Results tagged ‘ baseball ’
Clearing things up …
For the past hour or so, I have been talking – more arguing – with someone about my blog titled “Utley, NOT Pujols, is baseball’s most popular player.” Basically, a St. Louis Cardinals fan and myself engage in an argument about whether Chase Utley’s numbers are inflated because of the park he plays in. His side was that his numbers were inflated because of Citizens Bank Park, mine was that the park doesn’t matter on why Utley has such great numbers.
Let’s just say, it got pretty heated.
But that’s what happens when you get into arguments as fans, you take one side and you stick with it, maybe to a point where what you say doesn’t make sense or you forget what the argument is all about. That’s what I think happened between the two. I think we were having a good little debate until both of us just decided to start attacking each other with words, looking back on it, it was pretty funny.
This individual pointed something out to me after the argument. He pointed out that my blog didn’t exactly say what I intended it to mean. I’m not entirely sure, but maybe since he was a Cards fan, he thought that I was saying that Chase Utley was the best player in the game and that was the point of the blog. I’m not entirely sure what he thought I meant because what we arguing didn’t even had much to do with the actual blog itself, but he did make me realize that what I was trying to say may have come across as something else.
That entry was my way of saying a few things about the MLB All-Star game:
First: It’s a popularity contest, and no one can say otherwise. You know for a fact that you vote for your favorite players, and that doesn’t always mean the best player or the player most worthy of making the team.
Second: The idea of the All-Star game is to showcase the league’s best players, and I was trying to show that giving the fans a voice in the matter eliminates that idea.
Fans, including myself, don’t give their vote to players they don’t like even though they may be more worthy of making the roster. I used an example of Barry Bonds, no matter how great he is doing, I would never give him a vote. Say a few years ago, by the All-Star game, he was batting .400 with 35 home runs and 90 RBIs, I would not vote for him because my dislike for him. He would get in without a doubt, but it wouldn’t be because of me.

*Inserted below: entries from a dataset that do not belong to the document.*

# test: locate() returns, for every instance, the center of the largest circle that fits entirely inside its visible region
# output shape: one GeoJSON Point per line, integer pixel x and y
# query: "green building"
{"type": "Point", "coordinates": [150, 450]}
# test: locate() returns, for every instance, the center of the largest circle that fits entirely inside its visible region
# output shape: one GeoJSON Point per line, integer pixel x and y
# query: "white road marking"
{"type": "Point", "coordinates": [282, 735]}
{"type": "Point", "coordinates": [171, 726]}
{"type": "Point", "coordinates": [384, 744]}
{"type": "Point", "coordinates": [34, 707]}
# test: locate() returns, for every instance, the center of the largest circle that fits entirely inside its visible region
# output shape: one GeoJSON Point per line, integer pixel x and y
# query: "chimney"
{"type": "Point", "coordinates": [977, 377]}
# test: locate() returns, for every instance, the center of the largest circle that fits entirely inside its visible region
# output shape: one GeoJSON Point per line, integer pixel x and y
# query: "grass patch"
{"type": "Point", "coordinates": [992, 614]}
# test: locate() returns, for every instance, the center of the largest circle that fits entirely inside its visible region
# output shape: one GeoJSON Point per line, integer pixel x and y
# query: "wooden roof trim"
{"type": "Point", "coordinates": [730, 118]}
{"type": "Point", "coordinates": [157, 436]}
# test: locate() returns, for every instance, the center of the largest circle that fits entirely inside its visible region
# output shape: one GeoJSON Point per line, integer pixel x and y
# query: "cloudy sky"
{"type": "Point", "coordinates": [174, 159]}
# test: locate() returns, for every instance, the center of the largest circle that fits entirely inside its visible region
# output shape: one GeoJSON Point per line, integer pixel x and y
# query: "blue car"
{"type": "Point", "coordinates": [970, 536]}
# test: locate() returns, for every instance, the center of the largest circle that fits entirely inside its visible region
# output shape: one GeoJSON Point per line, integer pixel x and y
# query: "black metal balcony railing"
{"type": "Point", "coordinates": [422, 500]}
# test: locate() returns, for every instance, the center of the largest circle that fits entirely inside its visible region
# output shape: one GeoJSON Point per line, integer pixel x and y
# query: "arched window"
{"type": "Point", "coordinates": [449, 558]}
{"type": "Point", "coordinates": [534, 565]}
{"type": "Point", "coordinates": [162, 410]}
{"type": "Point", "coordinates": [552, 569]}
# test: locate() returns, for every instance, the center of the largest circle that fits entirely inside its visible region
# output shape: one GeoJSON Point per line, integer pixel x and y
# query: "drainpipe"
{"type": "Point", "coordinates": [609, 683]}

I also used an example from this year: Jimmy Rollins is leading the ballots as shown in the results from the latest polls. As much as I love J-Roll, he isn’t worthy of the starting spot for the All-Star team. I tried to say that Hanley Ramirez or Miguel Tejada was more worthy of it because they are having way better seasons.
But Rollins is leading the way because he’s more popular at least in Philly, but I highly doubt that just Philly gave them all those votes, if so, that’s impressive in itself.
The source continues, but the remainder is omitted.